MOVIE REVIEW : Alan Alda’s Talents Spread Too Thin in ‘Betsy’s Wedding’


As “Betsy’s Wedding” (citywide) opens, father of the bride Alan Alda is wrestling with a Bengal tiger, prowling in his dreams.

It’s not his subconscious feelings about the wedding; he doesn’t yet know there’s going to be one. It’s not that his business may be going belly-up; that awful possibility won’t surface until the next morning. So what is it? Alda the filmmaker, wrestling with the problems of being writer/director/star all at once? If so, score one for the tiger.
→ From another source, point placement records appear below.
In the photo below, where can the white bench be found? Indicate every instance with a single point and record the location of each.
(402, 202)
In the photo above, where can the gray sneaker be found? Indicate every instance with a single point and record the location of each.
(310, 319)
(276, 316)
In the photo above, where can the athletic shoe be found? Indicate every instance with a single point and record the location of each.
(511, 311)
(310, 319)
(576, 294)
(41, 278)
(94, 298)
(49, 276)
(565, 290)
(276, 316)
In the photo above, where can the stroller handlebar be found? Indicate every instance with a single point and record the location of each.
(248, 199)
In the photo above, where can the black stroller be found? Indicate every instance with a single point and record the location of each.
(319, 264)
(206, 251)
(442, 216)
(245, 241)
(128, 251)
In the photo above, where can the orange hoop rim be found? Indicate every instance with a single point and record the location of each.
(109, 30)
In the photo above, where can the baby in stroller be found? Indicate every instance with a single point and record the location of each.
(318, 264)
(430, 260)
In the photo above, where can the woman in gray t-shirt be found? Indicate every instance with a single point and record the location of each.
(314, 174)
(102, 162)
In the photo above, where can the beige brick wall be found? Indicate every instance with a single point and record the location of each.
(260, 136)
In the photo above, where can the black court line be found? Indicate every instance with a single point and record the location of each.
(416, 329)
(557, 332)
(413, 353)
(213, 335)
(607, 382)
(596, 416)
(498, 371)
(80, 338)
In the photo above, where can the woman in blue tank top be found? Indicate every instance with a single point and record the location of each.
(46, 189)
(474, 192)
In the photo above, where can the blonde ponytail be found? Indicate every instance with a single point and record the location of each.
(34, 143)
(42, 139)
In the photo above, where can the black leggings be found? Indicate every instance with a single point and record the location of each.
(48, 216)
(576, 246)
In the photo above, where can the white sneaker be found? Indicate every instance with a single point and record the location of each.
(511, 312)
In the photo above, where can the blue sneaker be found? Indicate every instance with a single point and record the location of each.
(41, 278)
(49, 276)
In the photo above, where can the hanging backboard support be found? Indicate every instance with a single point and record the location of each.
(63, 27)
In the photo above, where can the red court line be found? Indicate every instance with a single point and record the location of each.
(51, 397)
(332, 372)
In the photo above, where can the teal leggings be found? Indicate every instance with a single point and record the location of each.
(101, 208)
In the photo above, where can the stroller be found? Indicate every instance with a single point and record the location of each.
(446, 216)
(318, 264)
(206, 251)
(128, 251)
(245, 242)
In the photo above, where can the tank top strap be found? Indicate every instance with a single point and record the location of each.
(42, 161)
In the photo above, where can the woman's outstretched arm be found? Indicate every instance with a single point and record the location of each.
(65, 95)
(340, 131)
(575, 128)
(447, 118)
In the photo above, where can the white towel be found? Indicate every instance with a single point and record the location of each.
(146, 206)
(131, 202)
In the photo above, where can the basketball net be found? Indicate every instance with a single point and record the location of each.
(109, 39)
In mounting “Betsy’s Wedding,” a threadbare concoction about family values, the trauma of weddings and the seductiveness of dirty money, Alda has spread himself too thin. Playing Long Island builder Eddie Hopper, Alda has constructed his picture like an absent-minded architect with a grand design. He has lavished care on one room but forgot to give it windows; roughed-in a gazebo, then abandoned it, and skimped on the underpinnings everywhere. Shorted in the essentials this way, not even a cast of pros--Madeline Kahn, Joe Pesci, Molly Ringwald, Catherine O’Hara, Ally Sheedy--can do much.


Post-Bengal tiger, the story picks up as the developer for whom Eddie Hopper works runs out of money, leaving Eddie with only the skeleton of the handsome house he’s building. No problem. Eddie will finish the house on spec himself, then sell it. But to pay his workmen, he goes for cash to his wife’s sister’s husband, Oscar the slumlord (Pesci). Oscar, in turn, goes to Georgie (Burt Young), a man who could bankroll Donald Trump--today.
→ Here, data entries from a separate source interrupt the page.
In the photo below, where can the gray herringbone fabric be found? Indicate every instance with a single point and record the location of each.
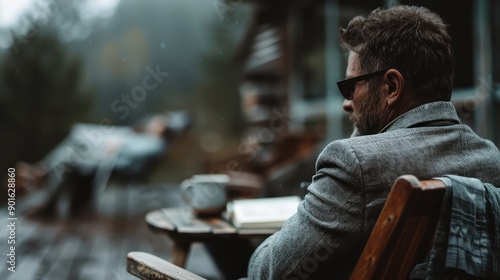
(354, 176)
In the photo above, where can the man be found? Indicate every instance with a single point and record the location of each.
(397, 92)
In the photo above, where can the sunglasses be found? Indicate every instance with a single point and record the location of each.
(348, 86)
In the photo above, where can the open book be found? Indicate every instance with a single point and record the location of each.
(256, 213)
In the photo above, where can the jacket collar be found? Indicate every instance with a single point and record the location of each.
(428, 113)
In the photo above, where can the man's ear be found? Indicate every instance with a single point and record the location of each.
(395, 86)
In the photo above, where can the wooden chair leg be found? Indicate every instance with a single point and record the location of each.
(149, 267)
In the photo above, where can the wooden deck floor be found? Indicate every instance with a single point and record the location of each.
(94, 247)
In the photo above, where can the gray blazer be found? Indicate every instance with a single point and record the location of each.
(353, 178)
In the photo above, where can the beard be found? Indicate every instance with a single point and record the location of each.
(369, 119)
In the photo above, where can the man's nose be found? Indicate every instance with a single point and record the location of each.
(347, 106)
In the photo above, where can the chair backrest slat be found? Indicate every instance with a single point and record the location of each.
(404, 231)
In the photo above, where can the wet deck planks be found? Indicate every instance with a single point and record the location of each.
(93, 247)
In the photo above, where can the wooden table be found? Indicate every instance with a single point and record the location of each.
(184, 228)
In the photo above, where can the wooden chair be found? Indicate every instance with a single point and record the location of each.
(401, 237)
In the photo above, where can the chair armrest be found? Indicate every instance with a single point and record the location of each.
(148, 267)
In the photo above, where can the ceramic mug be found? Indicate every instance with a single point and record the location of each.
(205, 193)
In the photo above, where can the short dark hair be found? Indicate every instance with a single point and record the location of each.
(412, 40)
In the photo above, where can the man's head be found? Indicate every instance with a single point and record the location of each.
(409, 52)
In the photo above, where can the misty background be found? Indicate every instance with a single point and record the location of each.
(66, 62)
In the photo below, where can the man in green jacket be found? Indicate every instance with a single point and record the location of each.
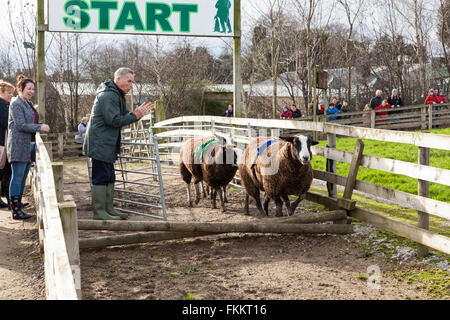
(102, 141)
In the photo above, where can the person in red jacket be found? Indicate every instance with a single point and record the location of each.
(384, 105)
(442, 97)
(431, 98)
(286, 113)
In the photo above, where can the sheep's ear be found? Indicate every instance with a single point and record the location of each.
(288, 139)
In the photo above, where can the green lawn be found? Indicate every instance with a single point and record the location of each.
(398, 151)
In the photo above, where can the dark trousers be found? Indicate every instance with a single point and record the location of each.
(102, 173)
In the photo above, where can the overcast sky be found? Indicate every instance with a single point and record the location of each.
(251, 9)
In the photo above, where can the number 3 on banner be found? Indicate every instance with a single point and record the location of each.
(75, 12)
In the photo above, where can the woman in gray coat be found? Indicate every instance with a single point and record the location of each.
(23, 123)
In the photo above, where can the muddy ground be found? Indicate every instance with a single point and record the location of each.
(233, 266)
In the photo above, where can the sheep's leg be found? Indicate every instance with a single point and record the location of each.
(266, 205)
(225, 193)
(285, 199)
(246, 208)
(197, 192)
(203, 190)
(279, 204)
(213, 197)
(296, 202)
(222, 200)
(188, 188)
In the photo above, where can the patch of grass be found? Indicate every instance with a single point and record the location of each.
(189, 296)
(116, 264)
(398, 151)
(434, 281)
(191, 270)
(362, 276)
(409, 216)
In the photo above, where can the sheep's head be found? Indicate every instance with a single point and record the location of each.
(302, 147)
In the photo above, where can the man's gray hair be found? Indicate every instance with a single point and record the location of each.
(122, 72)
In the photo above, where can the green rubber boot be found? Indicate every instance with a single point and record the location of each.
(99, 204)
(110, 203)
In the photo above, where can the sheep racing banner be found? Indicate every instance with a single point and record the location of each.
(180, 17)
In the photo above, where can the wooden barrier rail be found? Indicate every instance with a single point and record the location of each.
(58, 232)
(246, 128)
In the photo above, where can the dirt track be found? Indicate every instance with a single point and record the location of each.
(234, 266)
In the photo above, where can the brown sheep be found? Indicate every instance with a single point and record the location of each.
(216, 166)
(280, 168)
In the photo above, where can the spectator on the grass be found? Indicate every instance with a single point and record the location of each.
(296, 113)
(377, 100)
(286, 113)
(23, 123)
(332, 110)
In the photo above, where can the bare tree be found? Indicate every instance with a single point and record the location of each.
(418, 18)
(444, 30)
(314, 19)
(352, 10)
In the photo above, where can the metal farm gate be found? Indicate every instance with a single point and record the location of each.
(139, 185)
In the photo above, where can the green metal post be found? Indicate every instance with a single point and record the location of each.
(237, 77)
(41, 27)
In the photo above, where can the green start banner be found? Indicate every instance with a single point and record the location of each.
(180, 17)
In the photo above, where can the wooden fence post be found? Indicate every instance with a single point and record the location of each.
(423, 118)
(372, 119)
(346, 201)
(49, 147)
(424, 191)
(60, 145)
(58, 175)
(430, 117)
(68, 214)
(331, 165)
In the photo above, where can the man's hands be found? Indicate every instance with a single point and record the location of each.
(144, 109)
(45, 128)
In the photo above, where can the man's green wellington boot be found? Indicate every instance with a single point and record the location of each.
(110, 203)
(99, 204)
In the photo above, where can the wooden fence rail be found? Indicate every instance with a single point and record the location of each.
(174, 131)
(58, 233)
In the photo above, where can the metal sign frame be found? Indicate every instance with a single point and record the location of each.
(43, 27)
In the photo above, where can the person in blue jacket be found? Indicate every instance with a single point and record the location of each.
(332, 110)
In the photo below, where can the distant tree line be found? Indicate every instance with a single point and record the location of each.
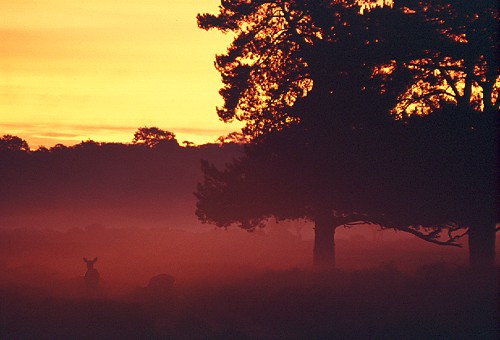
(149, 182)
(385, 115)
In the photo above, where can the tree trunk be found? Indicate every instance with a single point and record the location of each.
(324, 241)
(482, 246)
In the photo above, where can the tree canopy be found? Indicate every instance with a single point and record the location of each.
(13, 143)
(341, 74)
(153, 136)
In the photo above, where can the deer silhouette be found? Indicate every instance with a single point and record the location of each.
(92, 276)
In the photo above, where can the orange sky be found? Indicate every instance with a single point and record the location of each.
(71, 70)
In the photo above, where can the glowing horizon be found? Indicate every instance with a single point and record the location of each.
(72, 71)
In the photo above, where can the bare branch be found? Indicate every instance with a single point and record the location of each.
(429, 238)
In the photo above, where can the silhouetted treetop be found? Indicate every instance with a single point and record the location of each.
(153, 136)
(13, 143)
(455, 56)
(278, 52)
(423, 53)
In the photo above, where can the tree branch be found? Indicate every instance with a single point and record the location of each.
(432, 239)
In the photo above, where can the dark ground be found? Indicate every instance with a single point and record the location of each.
(225, 288)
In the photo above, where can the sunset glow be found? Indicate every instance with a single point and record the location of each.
(72, 70)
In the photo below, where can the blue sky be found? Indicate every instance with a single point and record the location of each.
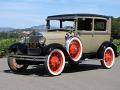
(27, 13)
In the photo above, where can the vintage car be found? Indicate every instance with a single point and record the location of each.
(73, 38)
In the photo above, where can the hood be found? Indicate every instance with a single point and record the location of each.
(55, 37)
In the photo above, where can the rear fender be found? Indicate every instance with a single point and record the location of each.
(103, 46)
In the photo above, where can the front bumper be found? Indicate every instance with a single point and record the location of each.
(28, 58)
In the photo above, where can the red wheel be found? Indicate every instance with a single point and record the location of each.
(74, 49)
(55, 62)
(108, 58)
Big problem. The “Sesame Street” set could spot Oscar and his manicured young nephew, Stevie Dee (Anthony LaPaglia), for the Mafiosi they are. Eddie doesn’t seem to grasp the fact that his new crew’s inflated payroll may be part of a money-laundering operation of Georgie’s, or to see the strings attached until they’re around his neck.

If making this arrangement is supposed to be a moral dilemma for an otherwise upright, foursquare fella, it doesn’t play that way. Maddeningly, neither the deal nor its unmaking are anything but McGuffins in this misfiring comedy.
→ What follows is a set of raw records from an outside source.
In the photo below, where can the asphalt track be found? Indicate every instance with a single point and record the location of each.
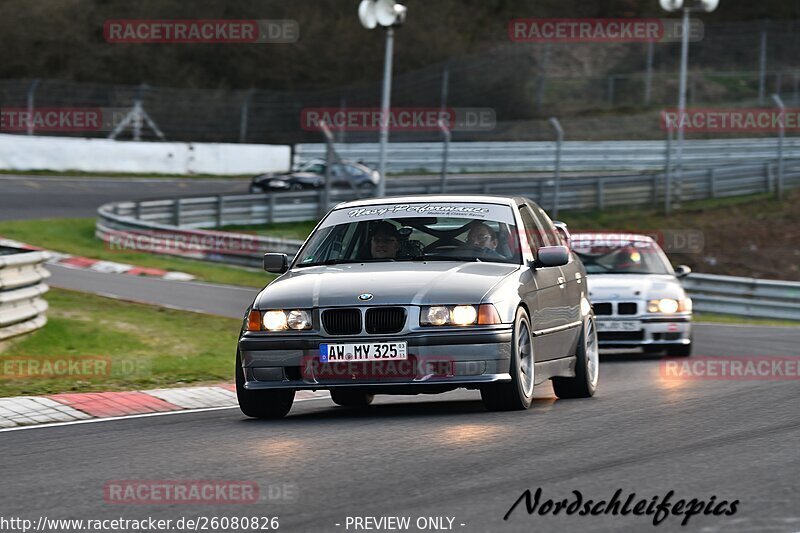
(445, 455)
(425, 455)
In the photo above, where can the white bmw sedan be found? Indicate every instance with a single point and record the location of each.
(635, 293)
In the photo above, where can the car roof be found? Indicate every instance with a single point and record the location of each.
(611, 237)
(473, 198)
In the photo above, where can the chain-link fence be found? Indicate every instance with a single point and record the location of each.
(606, 90)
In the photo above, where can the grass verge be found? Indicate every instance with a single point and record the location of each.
(136, 346)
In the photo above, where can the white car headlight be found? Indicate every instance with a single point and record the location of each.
(669, 306)
(275, 321)
(280, 320)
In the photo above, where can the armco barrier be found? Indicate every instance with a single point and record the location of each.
(22, 276)
(744, 296)
(637, 156)
(22, 152)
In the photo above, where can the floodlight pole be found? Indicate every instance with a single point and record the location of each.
(682, 99)
(386, 96)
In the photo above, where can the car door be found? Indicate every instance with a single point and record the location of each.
(548, 317)
(572, 286)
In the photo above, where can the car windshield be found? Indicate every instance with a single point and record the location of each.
(615, 257)
(414, 232)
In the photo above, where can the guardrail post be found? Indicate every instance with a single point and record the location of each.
(768, 177)
(445, 154)
(601, 201)
(176, 212)
(220, 209)
(712, 183)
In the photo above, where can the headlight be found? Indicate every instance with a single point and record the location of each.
(464, 315)
(299, 319)
(279, 320)
(275, 320)
(669, 306)
(459, 315)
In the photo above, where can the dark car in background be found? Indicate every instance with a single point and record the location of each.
(311, 175)
(421, 294)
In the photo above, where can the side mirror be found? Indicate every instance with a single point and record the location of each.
(561, 229)
(276, 263)
(552, 256)
(681, 271)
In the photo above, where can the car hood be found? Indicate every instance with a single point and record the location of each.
(400, 283)
(605, 287)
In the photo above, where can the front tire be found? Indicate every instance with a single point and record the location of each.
(584, 383)
(351, 398)
(516, 395)
(266, 404)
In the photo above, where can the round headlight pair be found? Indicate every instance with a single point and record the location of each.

Next comes Betsy’s bombshell. His free-spirited daughter (Molly Ringwald) ) wants to marry Jake (Dylan Walsh), a puppyish dweeb who works in his father’s investment-banking firm. Betsy’s an aspiring designer: From a quick look at her own clothes, Jean Paul Gaultier can still sleep nights.

Betsy’s older sister, Connie (Ally Sheedy), the least believable policewoman in movies, doesn’t date much; something about the job scares men off. Still, Betsy’s engagement is a strain for her. It’s nothing compared to the strain on the audience, as both parents go into planning overdrive and the engagement nearly comes apart in the process. The script has one or two zingers, but it also has the consistency of custard and about the surprise.

From time to time, and with monumental miscalculation, director Alda makes figures from Eddie’s daydreams real: a basketball team, Betsy as a child and Eddie’s father, long dead but with plenty left to say. ( Joey Bishop plays this Italian pop.)

“Betsy’s Wedding” strays from expectation only when the hilariously solicitous Stevie Dee falls for policewoman Connie. Newcomer LaPaglia has the face of a silent-film clown: huge, yearning eyes and a tiny caricature of a mouth. His Stevie Dee is no great comic invention. It’s 100% pure, freeze-dried Robert DeNiro, without whom there’d be no characterization at all. What’s funny is Stevie Dee’s soulful persistence and the fact that it works at all on Connie, who’d actually far prefer a little action. But in Stevie’s good girl/bad girl world, she’s stuck with adulation.

The cast is fine; Alda’s casts invariably are, but this collection has only stick figures to play. To hope for real people, funny and flawed, real talk--not slick nattering--and a jot of seriousness at the bottom of a multicharactered comedy is to realize how much Woody Allen has raised our expectations over the years.

Wasted here are the inimitable Madeline Kahn as Eddie’s realistic wife Lola; basso-voiced Julie Bovasso as his Italian mother and the shimmering Ringwald, who--clothes aside--has so much more to offer than her vacant young fiance that you give the marriage a swift six months. Alda himself seems curiously absent from his own character, as though keeping one eye on the production depleted his energy or his invention as an actor. Finally, are we supposed to be cheered by the romantic choices of these two bright women? Ringwald with a deeply conservative rich kid, whose decision that he just loves her kookiness will last about 10 minutes? The bright Sheedy with an unprincipled Mafia princeling whose idea of ancient history is when the Dodgers were in Brooklyn? These are success stories for the ‘90s? Oh boy.